Western Neolithic ware, also known as Western style Neolithic pottery or New Stone Age pottery in the Western-style, is a type of pottery of the Early and Middle New Stone Age, which is found in the western parts of the British Isles and especially in Ireland. It was defined in 1961 by Humphrey Case (1918–2009). He described the pottery as usually round-bottomed bowls, which were normally smooth, thin-walled and hard, usually dark brown and sometimes with a profile at the shoulder or area of the mouth.

Four subgroups were recognised in Ireland:

- Dunmurry style,
- Ballymarlagh style
- Limerick style I (round bottomed)
- Limerick style II (shallow/flat)
- Lyles Hill style.

Over the course of time they were increasingly decorated.
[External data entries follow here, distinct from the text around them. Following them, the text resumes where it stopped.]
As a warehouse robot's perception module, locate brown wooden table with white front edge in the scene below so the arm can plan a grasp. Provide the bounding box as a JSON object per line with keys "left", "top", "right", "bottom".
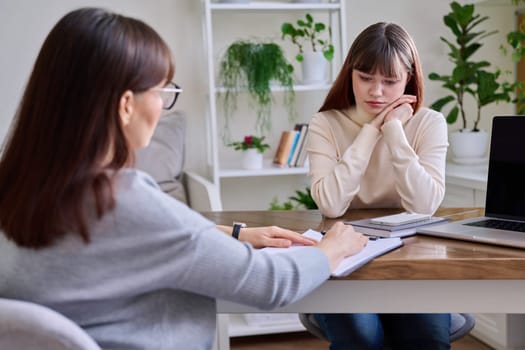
{"left": 204, "top": 208, "right": 525, "bottom": 348}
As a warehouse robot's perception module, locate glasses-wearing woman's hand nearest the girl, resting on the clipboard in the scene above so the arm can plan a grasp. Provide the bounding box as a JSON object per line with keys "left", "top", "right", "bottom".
{"left": 317, "top": 221, "right": 368, "bottom": 271}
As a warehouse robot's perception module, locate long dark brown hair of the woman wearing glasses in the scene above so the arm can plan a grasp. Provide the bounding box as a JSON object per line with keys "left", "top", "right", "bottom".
{"left": 0, "top": 8, "right": 174, "bottom": 248}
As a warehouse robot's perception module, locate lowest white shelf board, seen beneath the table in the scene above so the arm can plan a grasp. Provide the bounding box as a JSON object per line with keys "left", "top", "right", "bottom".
{"left": 228, "top": 314, "right": 306, "bottom": 337}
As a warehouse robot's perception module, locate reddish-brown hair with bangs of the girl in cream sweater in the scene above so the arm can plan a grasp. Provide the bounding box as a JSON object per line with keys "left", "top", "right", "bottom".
{"left": 319, "top": 22, "right": 423, "bottom": 112}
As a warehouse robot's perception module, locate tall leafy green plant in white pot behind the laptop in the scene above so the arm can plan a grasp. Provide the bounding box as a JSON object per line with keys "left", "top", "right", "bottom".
{"left": 429, "top": 1, "right": 510, "bottom": 162}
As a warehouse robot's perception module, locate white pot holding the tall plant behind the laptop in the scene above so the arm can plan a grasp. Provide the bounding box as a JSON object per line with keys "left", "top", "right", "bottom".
{"left": 448, "top": 130, "right": 489, "bottom": 163}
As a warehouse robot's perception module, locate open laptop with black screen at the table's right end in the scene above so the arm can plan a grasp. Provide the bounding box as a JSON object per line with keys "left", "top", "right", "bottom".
{"left": 417, "top": 116, "right": 525, "bottom": 248}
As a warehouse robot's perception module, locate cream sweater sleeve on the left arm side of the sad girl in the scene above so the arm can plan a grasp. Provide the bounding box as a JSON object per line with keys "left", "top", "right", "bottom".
{"left": 308, "top": 114, "right": 380, "bottom": 217}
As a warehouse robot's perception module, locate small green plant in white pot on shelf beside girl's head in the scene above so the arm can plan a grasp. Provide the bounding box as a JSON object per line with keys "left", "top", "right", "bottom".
{"left": 281, "top": 13, "right": 334, "bottom": 84}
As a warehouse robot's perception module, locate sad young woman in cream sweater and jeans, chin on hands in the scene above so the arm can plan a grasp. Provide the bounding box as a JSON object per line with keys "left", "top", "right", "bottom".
{"left": 308, "top": 23, "right": 450, "bottom": 350}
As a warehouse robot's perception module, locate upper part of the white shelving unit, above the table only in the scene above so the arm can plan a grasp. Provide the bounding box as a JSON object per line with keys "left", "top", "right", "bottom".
{"left": 203, "top": 0, "right": 347, "bottom": 209}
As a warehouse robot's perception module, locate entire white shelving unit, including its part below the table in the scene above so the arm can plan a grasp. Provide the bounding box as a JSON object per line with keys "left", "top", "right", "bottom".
{"left": 203, "top": 0, "right": 347, "bottom": 349}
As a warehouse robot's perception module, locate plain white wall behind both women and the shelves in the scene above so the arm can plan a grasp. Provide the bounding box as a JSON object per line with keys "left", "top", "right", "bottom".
{"left": 0, "top": 0, "right": 515, "bottom": 209}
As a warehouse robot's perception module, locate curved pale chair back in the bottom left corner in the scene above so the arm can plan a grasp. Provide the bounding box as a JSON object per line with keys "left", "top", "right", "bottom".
{"left": 0, "top": 298, "right": 101, "bottom": 350}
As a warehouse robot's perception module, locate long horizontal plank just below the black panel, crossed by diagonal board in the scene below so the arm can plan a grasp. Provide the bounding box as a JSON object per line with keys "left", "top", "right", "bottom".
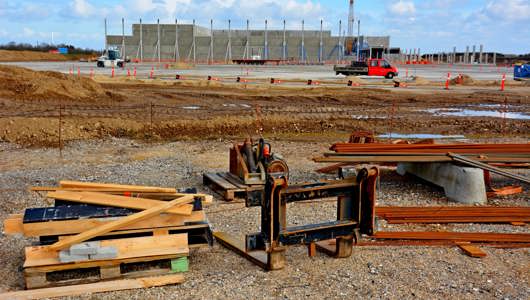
{"left": 22, "top": 210, "right": 206, "bottom": 236}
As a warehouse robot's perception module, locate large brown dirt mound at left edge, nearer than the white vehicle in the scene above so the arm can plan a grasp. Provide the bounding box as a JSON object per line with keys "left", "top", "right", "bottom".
{"left": 0, "top": 65, "right": 120, "bottom": 101}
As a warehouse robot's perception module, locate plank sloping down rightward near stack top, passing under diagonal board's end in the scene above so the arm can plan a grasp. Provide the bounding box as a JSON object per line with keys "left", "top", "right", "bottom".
{"left": 47, "top": 191, "right": 193, "bottom": 216}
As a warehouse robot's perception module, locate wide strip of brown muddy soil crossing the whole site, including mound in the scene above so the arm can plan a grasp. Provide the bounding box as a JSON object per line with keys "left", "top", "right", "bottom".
{"left": 0, "top": 67, "right": 530, "bottom": 146}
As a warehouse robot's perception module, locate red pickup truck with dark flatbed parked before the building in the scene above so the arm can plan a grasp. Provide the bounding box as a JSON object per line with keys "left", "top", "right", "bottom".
{"left": 333, "top": 59, "right": 399, "bottom": 79}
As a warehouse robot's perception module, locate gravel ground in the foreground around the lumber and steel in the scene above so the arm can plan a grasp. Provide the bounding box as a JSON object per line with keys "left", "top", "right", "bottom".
{"left": 0, "top": 139, "right": 530, "bottom": 299}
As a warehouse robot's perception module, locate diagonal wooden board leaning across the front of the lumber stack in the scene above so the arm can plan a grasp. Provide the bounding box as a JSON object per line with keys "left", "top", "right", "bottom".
{"left": 50, "top": 196, "right": 193, "bottom": 251}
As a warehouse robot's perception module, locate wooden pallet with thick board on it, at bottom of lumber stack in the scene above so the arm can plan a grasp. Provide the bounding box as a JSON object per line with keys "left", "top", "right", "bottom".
{"left": 24, "top": 234, "right": 189, "bottom": 289}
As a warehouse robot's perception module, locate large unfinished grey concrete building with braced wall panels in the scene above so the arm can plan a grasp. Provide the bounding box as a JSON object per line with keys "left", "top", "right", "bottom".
{"left": 106, "top": 23, "right": 390, "bottom": 63}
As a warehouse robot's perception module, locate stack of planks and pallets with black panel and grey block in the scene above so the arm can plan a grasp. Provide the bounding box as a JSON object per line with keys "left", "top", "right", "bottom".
{"left": 4, "top": 181, "right": 213, "bottom": 289}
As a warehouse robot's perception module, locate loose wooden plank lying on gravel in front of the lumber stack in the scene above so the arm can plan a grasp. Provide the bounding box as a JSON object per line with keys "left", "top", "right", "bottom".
{"left": 0, "top": 274, "right": 184, "bottom": 300}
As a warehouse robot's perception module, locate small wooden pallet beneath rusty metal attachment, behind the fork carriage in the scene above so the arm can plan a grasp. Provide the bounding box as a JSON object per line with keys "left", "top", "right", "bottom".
{"left": 202, "top": 172, "right": 264, "bottom": 201}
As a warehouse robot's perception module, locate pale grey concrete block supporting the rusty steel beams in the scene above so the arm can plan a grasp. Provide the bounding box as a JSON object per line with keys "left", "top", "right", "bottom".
{"left": 397, "top": 163, "right": 487, "bottom": 204}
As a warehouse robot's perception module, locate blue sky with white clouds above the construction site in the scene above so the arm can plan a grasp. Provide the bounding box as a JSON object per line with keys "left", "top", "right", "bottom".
{"left": 0, "top": 0, "right": 530, "bottom": 54}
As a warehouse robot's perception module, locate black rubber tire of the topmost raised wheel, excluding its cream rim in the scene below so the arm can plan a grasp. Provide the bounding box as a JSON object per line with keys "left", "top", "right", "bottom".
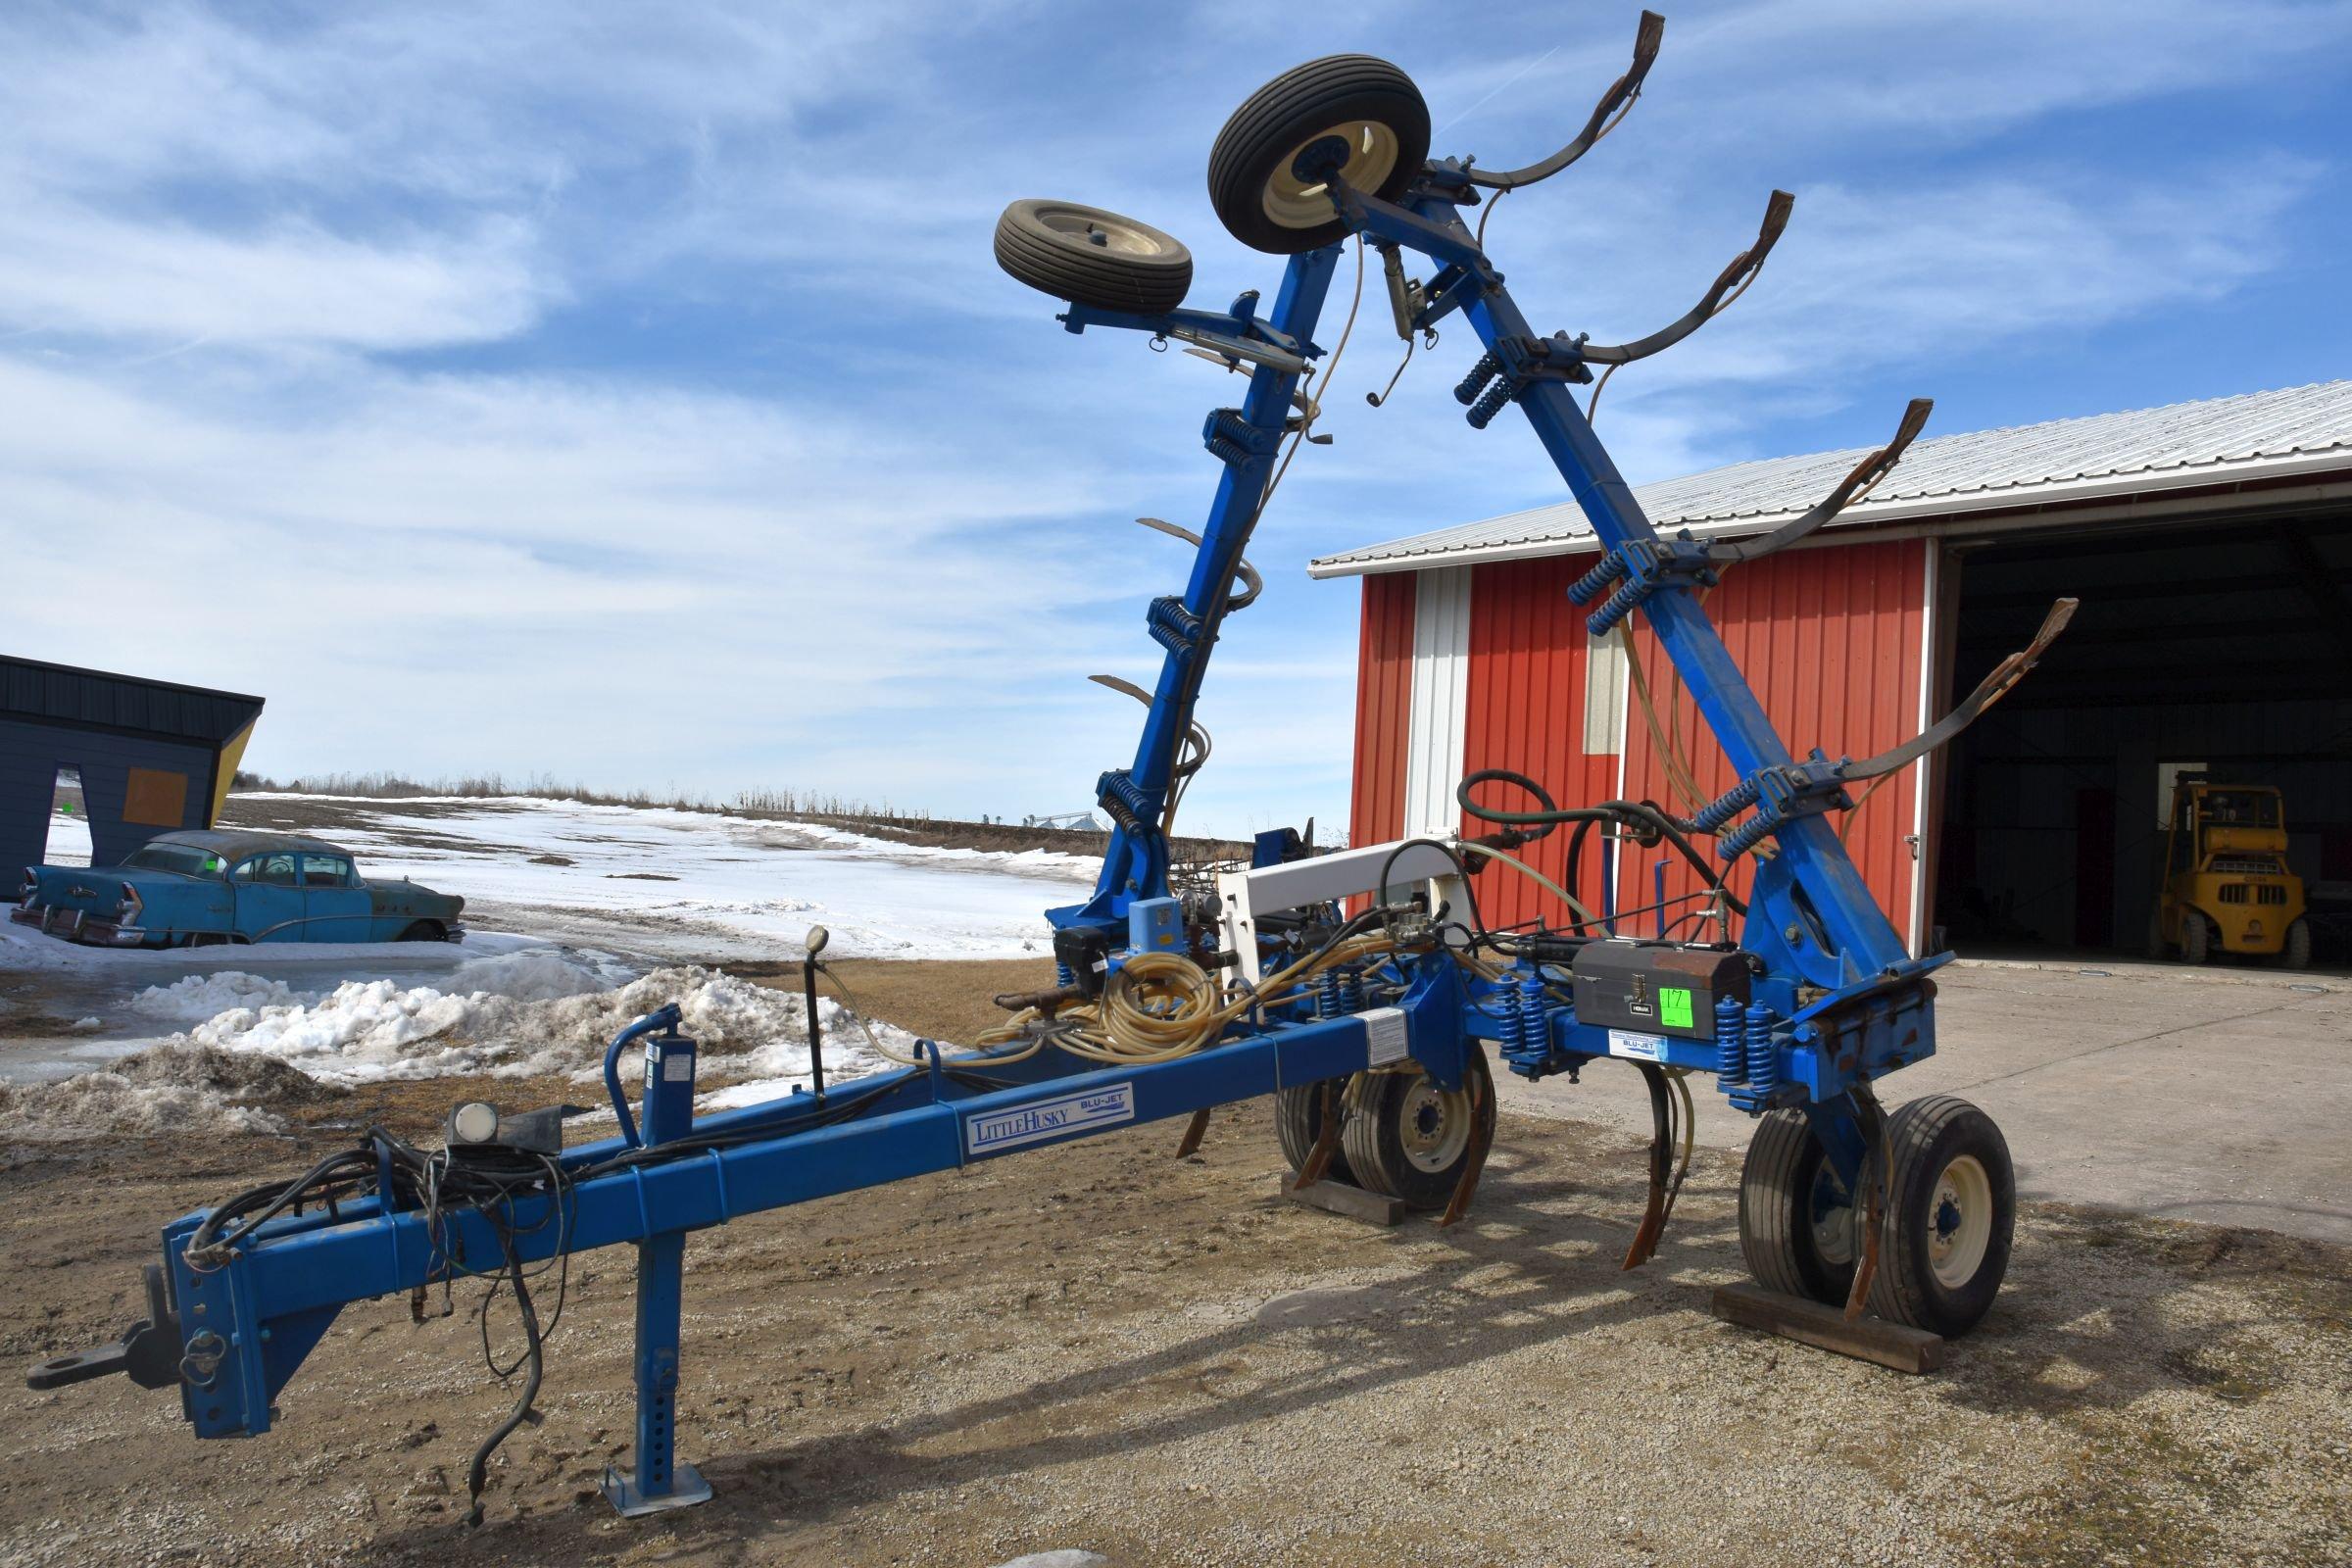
{"left": 1209, "top": 54, "right": 1430, "bottom": 256}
Simple incised patterns on the shoulder created with a piece of wood may possibly represent a leather case.

Pots decorated with cord patterns are so typical of Ireland that they became known as Ballyalton Bowls, named after the court tomb where they were found. Similar pots were found in the west of Scotland in graves. There were referred to there as Beacharra ware.

Whilst smooth and decorated containers are typical of Irish court and portal tombs, they are rarely found in their associated settlement sites, or even on those of the builders of the passage tombs. In fact, they were an unusual form pottery everywhere during the Neolithic Period.